Un día, Ségoukoro hizo un pobre hatillo con un cuenco de madera, un pañuelo miburu y dos sandalias de piel, se despidió de su padre y de su madre y se marchó al norte, a las tierras del dios hipopótamo, tras las colinas de Niono y más allá del río Coulibalé; quería aprender en la tierra de los griots a ser uno de ellos. Bakaridjan fue a despedirlo, le dio un abrazo de guerrero para entregarle parte de su fuerza y le regaló una estatuilla de madera, la estrella Grande del Norte. Ségoukoro le devolvió el abrazo de guerrero y le recitó las palabras de su padre: "Quizambougou estará contigo, hijo mío, no olvides a los que te han amamantado, a la tierra y a la luna".

Bakaridjan siguió haciendo hermosas estatuillas de madera, las más bellas eran las que creaba cuando nadie le veía: estrellas del firmamento. Las tallaba con madera de gobeh y un sencillo cuchillo le bastaba para reproducir las formas que veía en el cielo. Pasó el tiempo, y el joven Bakaridjan creció, cada vez se acercaba más a las propias estrellas, cada muesca en la madera era más perfecta, hecha con más precisión, con el amor que sólo un maestro tallista puede sentir por la obra bien hecha. Ya conocía por su verdadero nombre a todas las estrellas que su vista alcanzaba, las del frío invierno y las del cálido verano, las del sur y las del norte, las de más allá del río Coulibalé, las del alba y las del atardecer.
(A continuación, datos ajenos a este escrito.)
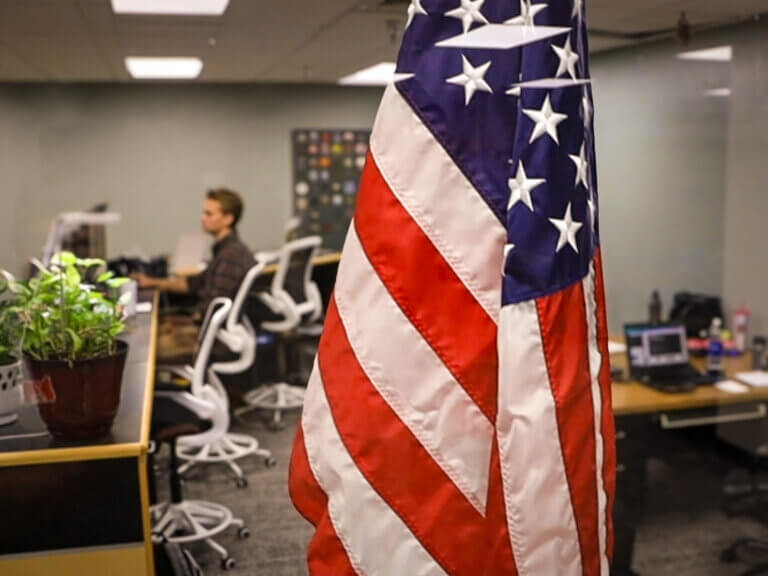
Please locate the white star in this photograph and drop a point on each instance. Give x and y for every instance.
(473, 79)
(568, 59)
(546, 121)
(521, 187)
(507, 249)
(414, 8)
(528, 13)
(468, 12)
(587, 108)
(581, 166)
(568, 229)
(577, 7)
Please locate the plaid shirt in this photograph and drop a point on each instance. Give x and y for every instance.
(231, 261)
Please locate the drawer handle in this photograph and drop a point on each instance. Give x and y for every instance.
(669, 424)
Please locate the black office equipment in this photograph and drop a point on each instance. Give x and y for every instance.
(658, 357)
(695, 312)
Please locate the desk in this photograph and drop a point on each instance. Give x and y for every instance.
(82, 508)
(635, 398)
(639, 409)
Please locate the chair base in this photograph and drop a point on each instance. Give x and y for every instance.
(224, 450)
(275, 398)
(196, 521)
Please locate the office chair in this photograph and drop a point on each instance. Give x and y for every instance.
(197, 418)
(239, 337)
(296, 304)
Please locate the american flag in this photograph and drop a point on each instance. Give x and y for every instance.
(458, 419)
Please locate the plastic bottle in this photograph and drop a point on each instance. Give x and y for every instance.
(716, 351)
(741, 328)
(654, 309)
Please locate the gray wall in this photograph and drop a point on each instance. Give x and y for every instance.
(681, 175)
(151, 151)
(661, 147)
(745, 277)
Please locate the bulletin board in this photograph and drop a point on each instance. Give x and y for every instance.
(327, 166)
Un día, un pastor que llevaba vacas desde el norte hasta el sur del río Bamtata, le contó que Ségoukoro seguía aprendiendo a ser un buen griot. El pastor le dijo que donde él vivía ahora era tierra de hombres sabios que comprarían todas sus estatuillas sin dudar un instante, ya que no existía nadie que conociera las estrellas por sus nombres verdaderos como Bakaridjan. El joven tallista eligió la más hermosa de las estrellas de madera -Akwaba, el corazón de África-, la  envolvió en tela y se la dio a un comerciante que iba todos los inviernos más allá de las colinas de Niono a vender cuencos de barro, para que se la entregara a su amigo Ségoukoro. La estatuilla de Akwaba gustó tanto que le pidieron más, nunca habían visto una estrella de madera tallada por alguien que supiera su nombre verdadero.
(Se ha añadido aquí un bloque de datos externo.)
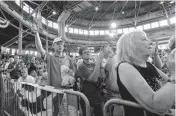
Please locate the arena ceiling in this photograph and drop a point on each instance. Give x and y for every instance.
(85, 15)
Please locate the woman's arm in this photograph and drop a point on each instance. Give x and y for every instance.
(159, 101)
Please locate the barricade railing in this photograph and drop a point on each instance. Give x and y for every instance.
(21, 98)
(127, 103)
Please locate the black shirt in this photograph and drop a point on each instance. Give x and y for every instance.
(150, 75)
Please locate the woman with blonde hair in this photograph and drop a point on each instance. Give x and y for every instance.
(138, 79)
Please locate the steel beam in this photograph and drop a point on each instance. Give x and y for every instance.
(43, 32)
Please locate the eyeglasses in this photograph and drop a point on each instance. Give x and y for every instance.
(86, 52)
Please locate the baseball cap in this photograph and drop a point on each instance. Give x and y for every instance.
(58, 39)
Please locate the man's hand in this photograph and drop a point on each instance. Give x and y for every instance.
(156, 48)
(35, 28)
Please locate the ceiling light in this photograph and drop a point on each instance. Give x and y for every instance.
(54, 12)
(161, 2)
(96, 8)
(113, 25)
(111, 34)
(172, 1)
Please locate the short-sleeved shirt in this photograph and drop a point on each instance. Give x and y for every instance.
(15, 74)
(54, 69)
(90, 89)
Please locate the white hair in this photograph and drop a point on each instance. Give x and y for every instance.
(126, 49)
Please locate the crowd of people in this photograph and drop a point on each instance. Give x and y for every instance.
(137, 71)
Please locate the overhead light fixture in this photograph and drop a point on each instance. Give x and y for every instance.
(96, 8)
(113, 25)
(54, 12)
(111, 34)
(172, 1)
(161, 2)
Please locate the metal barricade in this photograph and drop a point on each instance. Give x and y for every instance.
(128, 103)
(120, 102)
(27, 99)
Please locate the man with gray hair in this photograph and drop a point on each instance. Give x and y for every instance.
(54, 63)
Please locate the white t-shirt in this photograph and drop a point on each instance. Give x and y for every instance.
(29, 79)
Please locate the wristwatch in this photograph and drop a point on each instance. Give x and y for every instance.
(171, 81)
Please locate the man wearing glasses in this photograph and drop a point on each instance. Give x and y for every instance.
(89, 73)
(54, 63)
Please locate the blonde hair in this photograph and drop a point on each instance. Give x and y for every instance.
(126, 49)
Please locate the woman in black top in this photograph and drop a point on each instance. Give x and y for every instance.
(138, 80)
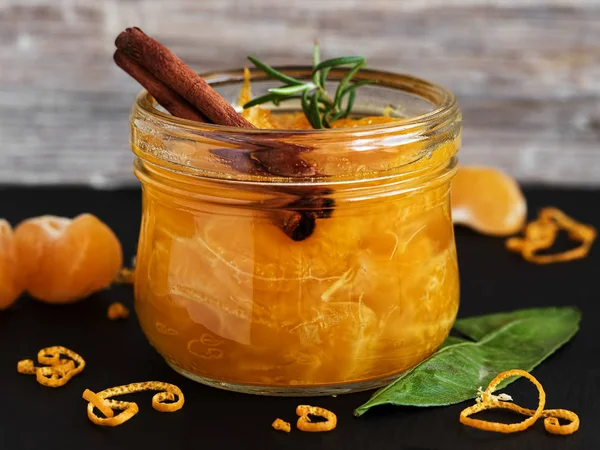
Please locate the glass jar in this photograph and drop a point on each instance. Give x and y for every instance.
(259, 275)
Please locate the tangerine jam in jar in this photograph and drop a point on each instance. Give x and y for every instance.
(253, 278)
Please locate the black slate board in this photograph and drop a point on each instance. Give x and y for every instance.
(36, 417)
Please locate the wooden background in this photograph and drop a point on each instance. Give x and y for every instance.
(526, 72)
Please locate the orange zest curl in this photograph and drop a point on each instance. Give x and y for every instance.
(117, 310)
(101, 400)
(304, 423)
(57, 371)
(541, 234)
(489, 401)
(281, 425)
(98, 403)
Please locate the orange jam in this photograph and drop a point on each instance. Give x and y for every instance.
(230, 300)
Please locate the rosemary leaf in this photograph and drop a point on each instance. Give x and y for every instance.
(315, 115)
(290, 90)
(342, 61)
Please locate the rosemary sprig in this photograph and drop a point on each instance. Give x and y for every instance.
(318, 106)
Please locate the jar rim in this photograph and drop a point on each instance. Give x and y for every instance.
(444, 101)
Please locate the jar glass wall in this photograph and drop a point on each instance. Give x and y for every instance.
(336, 278)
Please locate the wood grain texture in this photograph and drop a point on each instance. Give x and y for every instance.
(527, 73)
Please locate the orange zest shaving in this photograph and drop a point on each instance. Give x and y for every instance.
(98, 403)
(117, 311)
(281, 425)
(304, 423)
(541, 234)
(101, 400)
(489, 401)
(57, 371)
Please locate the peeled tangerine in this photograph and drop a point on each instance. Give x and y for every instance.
(487, 200)
(10, 285)
(63, 260)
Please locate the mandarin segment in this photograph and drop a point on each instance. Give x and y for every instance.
(488, 201)
(10, 280)
(64, 260)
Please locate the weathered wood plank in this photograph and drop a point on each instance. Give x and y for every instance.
(527, 74)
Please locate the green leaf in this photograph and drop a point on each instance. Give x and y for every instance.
(316, 60)
(478, 327)
(306, 105)
(291, 90)
(454, 374)
(343, 61)
(315, 115)
(323, 76)
(274, 73)
(452, 340)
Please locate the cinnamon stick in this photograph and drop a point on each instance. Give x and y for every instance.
(173, 72)
(185, 94)
(282, 160)
(167, 97)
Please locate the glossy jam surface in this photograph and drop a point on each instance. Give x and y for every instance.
(224, 294)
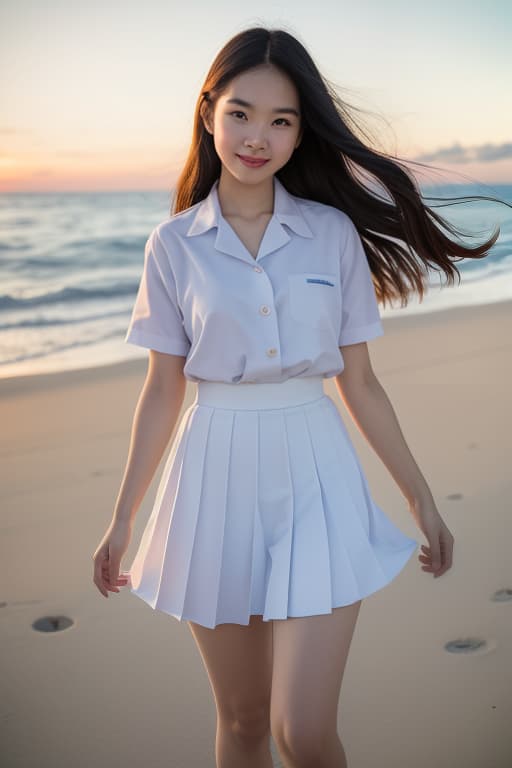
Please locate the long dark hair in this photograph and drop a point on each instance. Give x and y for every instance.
(327, 166)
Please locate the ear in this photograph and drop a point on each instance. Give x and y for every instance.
(206, 117)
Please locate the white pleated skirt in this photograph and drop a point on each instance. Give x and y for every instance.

Bakaridjan se sentía feliz sabiendo que sus noches mirando estrellas, aprendiendo sus nombres, habían dado dulces frutos como el amibara en verano. La primavera siguiente recibió palabras de su amigo más allá del río Coulibalé, le decía que aún no era griot pero sí kumasigi -que en lengua bambara significa “el que hace sonar la palabra”-, y que mirando las estrellas había soñado con una nueva, una que no existía en el firmamento sino en su corazón, Bakaridjan también creía haberla soñado, en un momento fugaz, en un instante perdido entre la noche y el alba. Ségoukoro le contó la estrella haciendo sonar la palabra desde más allá de las colinas de Niono y del río Coulibalé, al instante Bakaridjan sabía su nombre verdadero y se puso a trabajar esa misma tarde, cortó la madera que tallaría de un árbol anciano de noebe, afiló su cuchillo en brasas de miambo, y a la mañana siguiente comenzó a trabajar la talla, despacio, respetando la madera con el cariño que sólo un gran tallador siente, modelando con cada corte, con cada hendidura y con cada muesca. Tres días más tarde ya tenía una nueva figura de madera con una estrella que nadie había visto jamás, una que decía la leyenda en idioma bambara que uniría a los pueblos de más allá del océano verde, de más allá de la roca rugiente, de mucho más allá del desierto perlado, uniéndolos para siempre con esa nueva estrella de madera, de la que sólo Bakaridjan sabía su nombre verdadero: “Kumadumán”, la Buena Palabra.